Les ministres des Finances du G7 lors du sommet de Londres en juin 2021. — Henry Nicholls/AP/SIPA
  • Les ministres des Finances du G7 ont annoncé samedi un accord sur un impôt mondial sur les sociétés d'« au moins 15% ».
  • Cet accord a été encouragé par le revirement américain sur la question fiscale depuis l'arrivée au pouvoir de Joe Biden.
  • Mais l'UE reste divisée sur la question. 

« Historique », « sans précédent »… les ministres des Finances du G7 n’ont pas eu de mots assez forts pour qualifier l’accord sur la fiscalité internationale conclu ce week-end. Ce dernier prévoit, à terme, une taxation mondiale des entreprises à un taux minimum de 15 %. A en croire Bruno Le Maire, ministre de l’Economie, cela permettra « d’éviter l’évasion et l’optimisation fiscale ».

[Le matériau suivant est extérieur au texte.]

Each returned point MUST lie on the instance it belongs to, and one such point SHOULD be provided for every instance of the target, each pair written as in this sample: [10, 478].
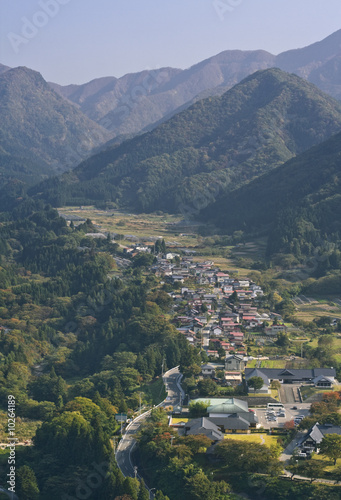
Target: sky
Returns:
[75, 41]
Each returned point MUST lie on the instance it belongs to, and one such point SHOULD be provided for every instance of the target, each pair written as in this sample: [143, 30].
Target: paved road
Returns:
[290, 414]
[175, 395]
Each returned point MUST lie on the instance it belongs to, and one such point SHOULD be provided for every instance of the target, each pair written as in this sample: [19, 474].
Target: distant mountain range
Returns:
[41, 134]
[213, 147]
[138, 101]
[298, 203]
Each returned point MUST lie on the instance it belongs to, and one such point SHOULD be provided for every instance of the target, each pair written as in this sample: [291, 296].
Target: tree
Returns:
[275, 384]
[160, 496]
[256, 383]
[27, 486]
[143, 492]
[283, 340]
[331, 446]
[311, 469]
[207, 387]
[198, 409]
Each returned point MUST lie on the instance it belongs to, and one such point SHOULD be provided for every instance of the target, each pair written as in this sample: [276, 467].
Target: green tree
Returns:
[275, 384]
[256, 383]
[331, 446]
[143, 492]
[198, 408]
[160, 496]
[26, 484]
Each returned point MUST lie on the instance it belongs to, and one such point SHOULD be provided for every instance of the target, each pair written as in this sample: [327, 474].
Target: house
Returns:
[233, 378]
[227, 414]
[217, 331]
[323, 381]
[208, 370]
[275, 329]
[234, 363]
[311, 441]
[255, 372]
[290, 376]
[204, 426]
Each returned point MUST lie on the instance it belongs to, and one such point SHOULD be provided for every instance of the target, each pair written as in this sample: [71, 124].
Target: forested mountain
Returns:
[41, 134]
[4, 68]
[216, 145]
[135, 101]
[76, 346]
[298, 205]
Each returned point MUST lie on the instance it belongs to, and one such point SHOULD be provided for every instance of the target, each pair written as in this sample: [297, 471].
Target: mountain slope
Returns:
[312, 177]
[216, 145]
[129, 104]
[320, 63]
[41, 133]
[298, 205]
[138, 101]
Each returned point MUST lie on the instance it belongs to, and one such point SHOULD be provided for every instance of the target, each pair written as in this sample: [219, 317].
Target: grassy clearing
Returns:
[142, 225]
[253, 438]
[308, 312]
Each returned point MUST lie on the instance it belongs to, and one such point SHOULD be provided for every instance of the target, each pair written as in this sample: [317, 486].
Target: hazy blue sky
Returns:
[74, 41]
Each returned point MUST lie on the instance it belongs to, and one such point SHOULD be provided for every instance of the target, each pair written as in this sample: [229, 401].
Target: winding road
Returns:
[175, 396]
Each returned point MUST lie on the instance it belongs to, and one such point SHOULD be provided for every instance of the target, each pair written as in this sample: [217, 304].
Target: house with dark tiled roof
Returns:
[234, 362]
[289, 375]
[204, 426]
[311, 441]
[227, 413]
[256, 372]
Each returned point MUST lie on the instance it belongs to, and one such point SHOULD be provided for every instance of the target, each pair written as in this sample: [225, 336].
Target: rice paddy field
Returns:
[253, 438]
[312, 308]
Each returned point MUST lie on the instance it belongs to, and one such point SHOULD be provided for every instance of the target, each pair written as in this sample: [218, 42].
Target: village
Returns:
[217, 313]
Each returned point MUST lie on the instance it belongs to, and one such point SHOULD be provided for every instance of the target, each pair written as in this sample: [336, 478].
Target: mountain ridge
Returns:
[41, 133]
[217, 144]
[127, 106]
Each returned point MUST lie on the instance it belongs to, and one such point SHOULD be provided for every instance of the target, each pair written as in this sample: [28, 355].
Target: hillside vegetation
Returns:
[215, 146]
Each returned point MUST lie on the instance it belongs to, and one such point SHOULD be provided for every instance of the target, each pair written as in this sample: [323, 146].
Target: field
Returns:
[267, 363]
[142, 226]
[253, 438]
[307, 311]
[148, 227]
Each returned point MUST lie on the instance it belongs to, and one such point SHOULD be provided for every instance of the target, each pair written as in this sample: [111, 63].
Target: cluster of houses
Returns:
[223, 328]
[223, 416]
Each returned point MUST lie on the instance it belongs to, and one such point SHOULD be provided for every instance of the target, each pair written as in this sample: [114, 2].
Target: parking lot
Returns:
[290, 414]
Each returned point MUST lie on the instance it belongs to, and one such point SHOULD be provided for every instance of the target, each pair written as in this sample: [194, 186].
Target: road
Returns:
[290, 414]
[175, 395]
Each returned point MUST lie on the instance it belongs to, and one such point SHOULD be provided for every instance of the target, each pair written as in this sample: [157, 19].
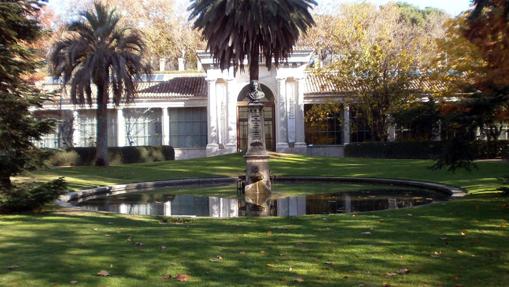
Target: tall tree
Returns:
[18, 128]
[377, 57]
[476, 63]
[166, 33]
[97, 50]
[240, 29]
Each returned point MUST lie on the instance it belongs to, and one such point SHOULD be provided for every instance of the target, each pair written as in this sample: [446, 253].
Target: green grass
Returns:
[485, 179]
[459, 243]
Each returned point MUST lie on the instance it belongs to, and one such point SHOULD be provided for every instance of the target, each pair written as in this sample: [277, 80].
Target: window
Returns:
[359, 129]
[323, 124]
[87, 128]
[143, 127]
[188, 127]
[50, 140]
[87, 131]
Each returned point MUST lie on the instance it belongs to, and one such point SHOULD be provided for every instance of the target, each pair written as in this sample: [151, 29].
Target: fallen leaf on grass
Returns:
[216, 259]
[103, 273]
[403, 271]
[12, 267]
[182, 277]
[166, 277]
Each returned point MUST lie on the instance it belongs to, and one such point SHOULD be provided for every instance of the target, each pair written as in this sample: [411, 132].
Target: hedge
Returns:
[129, 154]
[422, 149]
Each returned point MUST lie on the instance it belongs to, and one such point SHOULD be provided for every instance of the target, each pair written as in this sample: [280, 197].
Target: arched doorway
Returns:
[268, 116]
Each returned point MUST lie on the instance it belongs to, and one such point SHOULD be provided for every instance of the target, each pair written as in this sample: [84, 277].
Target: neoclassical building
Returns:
[205, 114]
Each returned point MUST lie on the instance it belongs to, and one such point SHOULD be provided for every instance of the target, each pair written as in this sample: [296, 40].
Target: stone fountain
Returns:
[257, 158]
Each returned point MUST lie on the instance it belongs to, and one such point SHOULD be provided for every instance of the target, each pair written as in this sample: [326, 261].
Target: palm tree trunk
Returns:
[254, 65]
[101, 157]
[5, 183]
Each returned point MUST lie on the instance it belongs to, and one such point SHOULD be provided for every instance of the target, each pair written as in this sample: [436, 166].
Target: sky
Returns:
[453, 7]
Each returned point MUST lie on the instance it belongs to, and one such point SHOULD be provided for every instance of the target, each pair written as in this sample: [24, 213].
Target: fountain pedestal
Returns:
[257, 158]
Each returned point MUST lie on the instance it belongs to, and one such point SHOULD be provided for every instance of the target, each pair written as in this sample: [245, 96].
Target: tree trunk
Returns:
[254, 65]
[101, 157]
[5, 183]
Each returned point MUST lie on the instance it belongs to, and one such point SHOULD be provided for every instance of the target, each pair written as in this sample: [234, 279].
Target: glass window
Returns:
[87, 128]
[188, 127]
[323, 124]
[359, 129]
[143, 127]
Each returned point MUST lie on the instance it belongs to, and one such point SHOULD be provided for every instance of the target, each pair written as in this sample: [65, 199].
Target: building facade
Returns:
[205, 114]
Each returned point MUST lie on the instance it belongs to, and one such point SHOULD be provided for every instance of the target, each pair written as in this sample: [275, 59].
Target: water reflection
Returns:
[157, 204]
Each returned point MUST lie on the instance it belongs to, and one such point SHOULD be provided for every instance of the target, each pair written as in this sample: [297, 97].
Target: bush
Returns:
[28, 198]
[422, 149]
[117, 155]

Comment cela se passerait-il en pratique ? Imaginons par exemple une entreprise française implantée en Irlande, avec un taux d’imposition de 10 %. En mettant en place son « taux minimum » mondial de 15 %, la France pourrait prélever à l’entreprise une somme sur l’activité déclarée en Irlande, et récupérer ainsi des recettes fiscales supplémentaires. Les sociétés ne pourraient, en théorie, plus se « cacher » dans des paradis fiscaux pour échapper à l’impôt.

Des pays avec des stratégies fiscales très différentes

Avant d’en arriver là, Paris entend convaincre les autres membres de l’UE de mettre l’accord en œuvre. Or, plusieurs pays membres n’ont, a priori, pas intérêt à voir ce taux mondial devenir une règle. Il s’agit par exemple de l’Irlande, dont le taux officiel d’impôt sur les sociétés est de 12,5 %, même si certaines sociétés comme Apple ont bénéficié pendant des années d’un taux bien inférieur (5 %, voire 2 %).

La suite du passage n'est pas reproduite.